Media and the Global Public Sphere | Free Essay Example

Media and the Global Public Sphere

Words: 877
Topic: Entertainment & Media

Over the past few years, information technology seems to have reinvented people’s idea of public relations completely. Not only has modern media provided the methods to maintain constant contact with the people who are hundreds of miles away from the message sender, but also created the environment for evolution of new public spheres. Though the latter may seem flawed, they will help build an entirely new principle of public relations, which the seminar planned below will demonstrate.

The objectives of the given seminar are to define the significance of information technology and the emergence of public spheres on people and their political and social awareness, as well as locate the definition for the notion of a public sphere.

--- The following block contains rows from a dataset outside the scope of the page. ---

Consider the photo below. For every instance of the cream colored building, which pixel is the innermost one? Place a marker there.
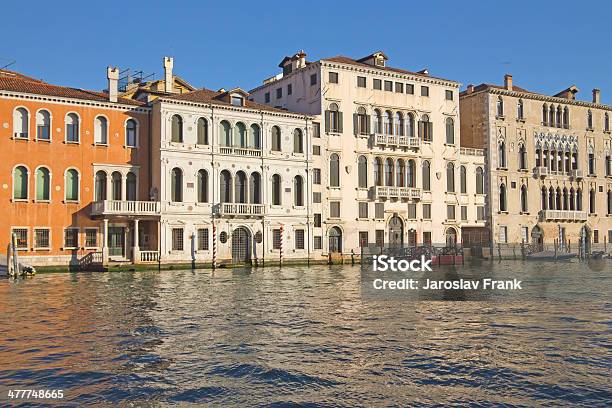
(548, 165)
(387, 161)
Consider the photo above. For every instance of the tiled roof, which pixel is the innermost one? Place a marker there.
(22, 83)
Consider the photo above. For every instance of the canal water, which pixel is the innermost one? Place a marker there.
(305, 336)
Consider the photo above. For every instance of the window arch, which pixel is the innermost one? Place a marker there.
(131, 133)
(202, 136)
(276, 139)
(72, 185)
(298, 191)
(72, 128)
(450, 131)
(334, 170)
(43, 184)
(43, 125)
(362, 172)
(276, 190)
(177, 129)
(176, 185)
(21, 120)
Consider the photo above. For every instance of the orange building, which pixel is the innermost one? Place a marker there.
(66, 155)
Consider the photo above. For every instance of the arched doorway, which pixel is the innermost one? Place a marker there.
(335, 240)
(396, 231)
(241, 245)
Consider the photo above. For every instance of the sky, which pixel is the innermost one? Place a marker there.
(546, 46)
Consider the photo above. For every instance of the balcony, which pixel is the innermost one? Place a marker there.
(117, 207)
(563, 215)
(398, 192)
(241, 210)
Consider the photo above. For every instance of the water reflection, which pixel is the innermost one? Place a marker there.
(305, 336)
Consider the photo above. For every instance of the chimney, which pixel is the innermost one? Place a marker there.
(168, 82)
(508, 82)
(112, 74)
(596, 96)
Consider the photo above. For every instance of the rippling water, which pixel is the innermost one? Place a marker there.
(303, 336)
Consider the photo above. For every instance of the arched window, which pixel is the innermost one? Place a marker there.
(43, 184)
(226, 133)
(43, 125)
(72, 185)
(254, 137)
(426, 176)
(21, 118)
(225, 186)
(389, 172)
(298, 191)
(479, 181)
(276, 190)
(130, 187)
(176, 185)
(100, 186)
(298, 141)
(255, 188)
(276, 139)
(72, 128)
(362, 172)
(524, 205)
(116, 185)
(240, 136)
(450, 177)
(131, 133)
(177, 129)
(240, 188)
(202, 137)
(500, 107)
(450, 131)
(202, 186)
(334, 170)
(502, 197)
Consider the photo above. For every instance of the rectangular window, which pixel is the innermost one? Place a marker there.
(91, 237)
(379, 211)
(450, 212)
(316, 176)
(412, 211)
(363, 210)
(276, 239)
(363, 239)
(177, 239)
(42, 238)
(317, 220)
(334, 209)
(21, 235)
(71, 238)
(299, 239)
(202, 239)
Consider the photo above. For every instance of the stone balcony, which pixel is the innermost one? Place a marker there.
(563, 215)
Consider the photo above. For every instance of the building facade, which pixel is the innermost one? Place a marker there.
(548, 163)
(388, 167)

Speaking of the methods, with the help of which the seminar will be conducted, it will be desirable that the seminar should take place in a relatively small group of students. Thus, it will be possible to have every single member of the group involved into the discussion process. As for the organization of the seminar, it can be suggested that a short restatement of the key theses should be provided at the start. Afterwards, a discussion of the basic postulates and terminology should occur. As soon as the key terms have been clarified and the key issues have been discussed, it will be necessary to proceed with the discussion of the key issues that public relation specialists may have in the era of information technology.

It is crucial that the participants of the seminar should be able to embrace both the threats that new forms of media pose to public relations and the opportunities that modern media opens in front of public relations experts. Finally, an observation of the actual communication patterns in a public sphere should be carried out. For this purpose, a few discussions of a specific issue in several minor public spheres will be chosen. The topic that these discussions will revolve around will presumably concern a topical political or social dilemma; thus, the participation of all students will be guaranteed, since each of the seminar members will most likely be eager to provide their own opinion on the issue in question. It is crucial to make sure, though, that the discussion of public relationships and the role of new media in them should not switch to the debates on the political or social issue in question.

Seeing how the topic of the seminar concerns the effects of an implementation of information technologies in people’s lives, it seems unreasonable to omit the practical application of the knowledge acquired in the course of the lessons. Therefore, among the methods that will be utilized during the seminar, an experiment carried out with the help of several social networks will be used as one of the key tools.

Media and Knowledge Society: Answering Questions

No matter what one may say about the ethical issues that the use of new media implies, one must admit that modern media represents the information society of the XX century in a very graphic manner. It is very easy to use, and it does allow for a very quick information acquisition, processing and transfer (Gandy 2002).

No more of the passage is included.